Last week, many tribes fought back, claiming the Interior Department unfairly changed its rule, in hearings held at the House Committee on Natural Resources.
The new rules, which allow the Secretary of the Interior to use distance from an existing reservation as a condition for land applications, could potentially affect both the Mashpee and Aquinnah Wampanoag tribes, which sent leaders to Washington.
While the Indian Gaming Regulatory Act of 1988 makes an exception for newly-recognized tribes to form a reservation, the Interior secretary is utilizing the Indian Reorganization Act of 1934 to establish the new directive.
Under the Reorganization Act, "off-reservation" is defined as anything that is not on or contiguous to a tribe’s reservation.
The Mashpee Wampanoag tribe in August applied to put land in Middleboro and Mashpee into trust as its initial reservation. But because the new rules are vague, it’s hard to tell if the Mashpee tribe’s Middleboro land plans would be affected, said Kathryn Rand, an Indian gaming expert at the University of North Dakota.
The idea of "reservation shopping," or essentially claiming land best for a casino and asking to put it into trust, is politically controversial, and this memo reflects that, Rand said.
"It’s not entirely clear how what seemed pretty straightforward under IGRA (Indian Gaming Regulatory Act), a newly acquired reservation will function under this test," Rand said. "Will the secretary take into account how far it is from the tribe’s historic land? It’s not clear."

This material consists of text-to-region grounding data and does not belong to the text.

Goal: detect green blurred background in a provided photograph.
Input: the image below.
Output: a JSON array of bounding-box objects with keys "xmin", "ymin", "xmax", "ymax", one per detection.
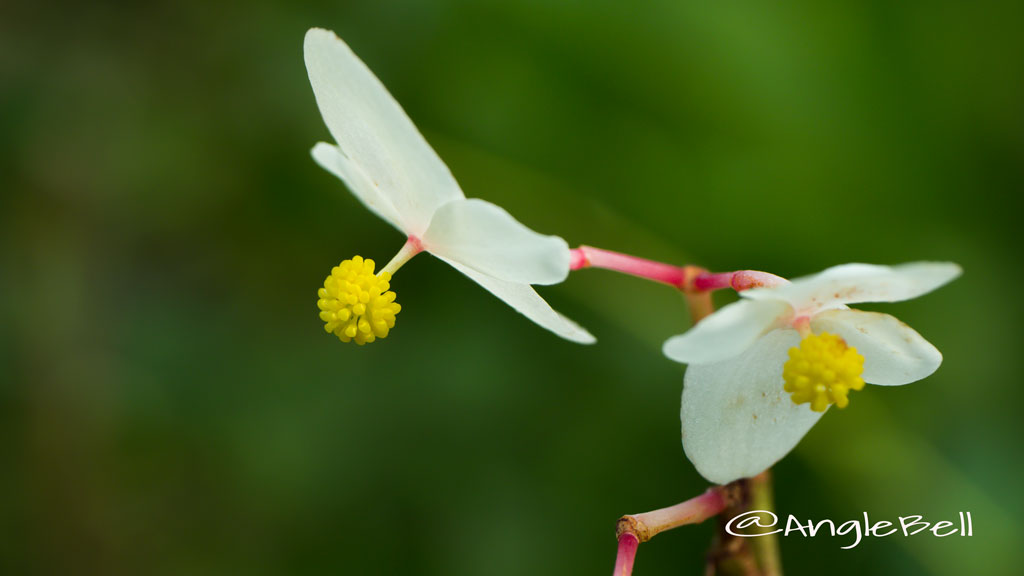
[{"xmin": 3, "ymin": 1, "xmax": 1023, "ymax": 574}]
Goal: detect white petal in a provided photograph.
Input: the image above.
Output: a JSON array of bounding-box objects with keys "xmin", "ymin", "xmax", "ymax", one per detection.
[
  {"xmin": 422, "ymin": 199, "xmax": 570, "ymax": 285},
  {"xmin": 437, "ymin": 255, "xmax": 595, "ymax": 344},
  {"xmin": 304, "ymin": 28, "xmax": 464, "ymax": 235},
  {"xmin": 311, "ymin": 142, "xmax": 404, "ymax": 232},
  {"xmin": 663, "ymin": 299, "xmax": 793, "ymax": 365},
  {"xmin": 810, "ymin": 309, "xmax": 942, "ymax": 386},
  {"xmin": 743, "ymin": 262, "xmax": 962, "ymax": 314},
  {"xmin": 681, "ymin": 329, "xmax": 823, "ymax": 484}
]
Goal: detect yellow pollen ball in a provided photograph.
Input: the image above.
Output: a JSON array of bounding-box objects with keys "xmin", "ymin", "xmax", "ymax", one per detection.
[
  {"xmin": 782, "ymin": 332, "xmax": 865, "ymax": 412},
  {"xmin": 316, "ymin": 255, "xmax": 401, "ymax": 345}
]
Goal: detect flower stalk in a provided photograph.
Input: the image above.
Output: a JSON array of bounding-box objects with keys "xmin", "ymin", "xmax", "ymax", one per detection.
[
  {"xmin": 613, "ymin": 533, "xmax": 639, "ymax": 576},
  {"xmin": 569, "ymin": 245, "xmax": 785, "ymax": 297},
  {"xmin": 570, "ymin": 245, "xmax": 699, "ymax": 290},
  {"xmin": 616, "ymin": 486, "xmax": 734, "ymax": 543},
  {"xmin": 748, "ymin": 472, "xmax": 782, "ymax": 576},
  {"xmin": 705, "ymin": 472, "xmax": 782, "ymax": 576},
  {"xmin": 693, "ymin": 270, "xmax": 788, "ymax": 292},
  {"xmin": 610, "ymin": 478, "xmax": 781, "ymax": 576}
]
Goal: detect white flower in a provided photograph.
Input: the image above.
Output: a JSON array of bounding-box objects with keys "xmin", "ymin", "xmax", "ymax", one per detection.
[
  {"xmin": 662, "ymin": 262, "xmax": 961, "ymax": 484},
  {"xmin": 305, "ymin": 28, "xmax": 594, "ymax": 344}
]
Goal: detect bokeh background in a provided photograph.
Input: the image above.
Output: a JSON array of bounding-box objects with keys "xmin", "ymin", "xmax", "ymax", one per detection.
[{"xmin": 3, "ymin": 1, "xmax": 1023, "ymax": 574}]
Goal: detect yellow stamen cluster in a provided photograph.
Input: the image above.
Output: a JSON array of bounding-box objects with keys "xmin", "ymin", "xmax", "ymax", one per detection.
[
  {"xmin": 317, "ymin": 256, "xmax": 400, "ymax": 345},
  {"xmin": 783, "ymin": 332, "xmax": 865, "ymax": 412}
]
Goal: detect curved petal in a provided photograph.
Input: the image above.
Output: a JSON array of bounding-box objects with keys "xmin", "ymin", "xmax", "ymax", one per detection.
[
  {"xmin": 663, "ymin": 299, "xmax": 793, "ymax": 365},
  {"xmin": 436, "ymin": 255, "xmax": 595, "ymax": 344},
  {"xmin": 304, "ymin": 28, "xmax": 464, "ymax": 236},
  {"xmin": 422, "ymin": 199, "xmax": 570, "ymax": 285},
  {"xmin": 810, "ymin": 309, "xmax": 942, "ymax": 386},
  {"xmin": 681, "ymin": 329, "xmax": 823, "ymax": 485},
  {"xmin": 743, "ymin": 262, "xmax": 962, "ymax": 314},
  {"xmin": 311, "ymin": 142, "xmax": 403, "ymax": 232}
]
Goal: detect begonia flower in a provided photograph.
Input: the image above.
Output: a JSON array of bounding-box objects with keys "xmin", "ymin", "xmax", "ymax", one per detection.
[
  {"xmin": 305, "ymin": 28, "xmax": 594, "ymax": 345},
  {"xmin": 662, "ymin": 262, "xmax": 961, "ymax": 484}
]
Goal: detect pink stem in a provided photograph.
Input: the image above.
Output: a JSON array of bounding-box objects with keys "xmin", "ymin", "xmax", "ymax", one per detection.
[
  {"xmin": 691, "ymin": 271, "xmax": 734, "ymax": 291},
  {"xmin": 616, "ymin": 487, "xmax": 728, "ymax": 542},
  {"xmin": 570, "ymin": 245, "xmax": 690, "ymax": 289},
  {"xmin": 570, "ymin": 245, "xmax": 788, "ymax": 294},
  {"xmin": 694, "ymin": 270, "xmax": 788, "ymax": 292},
  {"xmin": 613, "ymin": 533, "xmax": 639, "ymax": 576},
  {"xmin": 611, "ymin": 487, "xmax": 732, "ymax": 576}
]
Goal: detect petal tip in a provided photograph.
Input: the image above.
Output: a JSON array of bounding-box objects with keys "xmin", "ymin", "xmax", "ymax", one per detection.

The Mashpee tribe does not believe the issue will affect its application, tribal council spokesman Scott Ferson said.
"The tribe feels comfortable with the application that it has in," Ferson said. "Short of something unreasonable, and there’s no expectation that there will be, it will be fine."
One of the applications that was denied was from the Wisconsin-based Stockbridge-Munsee band of Mohican Indians, who are backed by Sol Kerzner and Len Wolman, the Mashpee tribe’s financial backers.
The Aquinnah Wampanoag tribe, which already has a reservation on Martha’s Vineyard, could also be affected by this new rule. The island tribe is considering building a casino in the western or southeastern portions of the state. If tribal leaders attempt to establish trust land away from their existing Aquinnah reservation instead of applying for one of governor’s proposed commercial casino licenses, the BIA’s new regulations could pose a problem.
The new directive only says that the off-reservation casinos should be within a "commutable distance," but does not define what that is.
Cheryl Andrews-Maltais, chairwoman of the Aquinnah tribe, could not be reached for comment.
The change in guidelines was an attempt to help the department wrangle through its backlog, Assistant Secretary for Indian Affairs Carl Artman told the committee Wednesday.
"We weren’t coming up with new policy, we weren’t coming up with new regulations, it doesn’t create anything new," Artman said. "It simply clarifies ... how they should be looking at these applications when they come in."
In at least one case, with the St. Regis Mohawk tribe, an application for a casino in the Catskills region of New York had all preliminary approvals, including from the state’s governor, and was only hinging on a decision from the secretary of the interior, Chief Lorraine White told the committee.
"It was a complete miscarriage of justice for the department to have created a brand new rule one day and apply it the next as the sole basis for denying our application," White said.
The only recourse for these tribes at this point is to appeal in court or start the process over again, Artman said.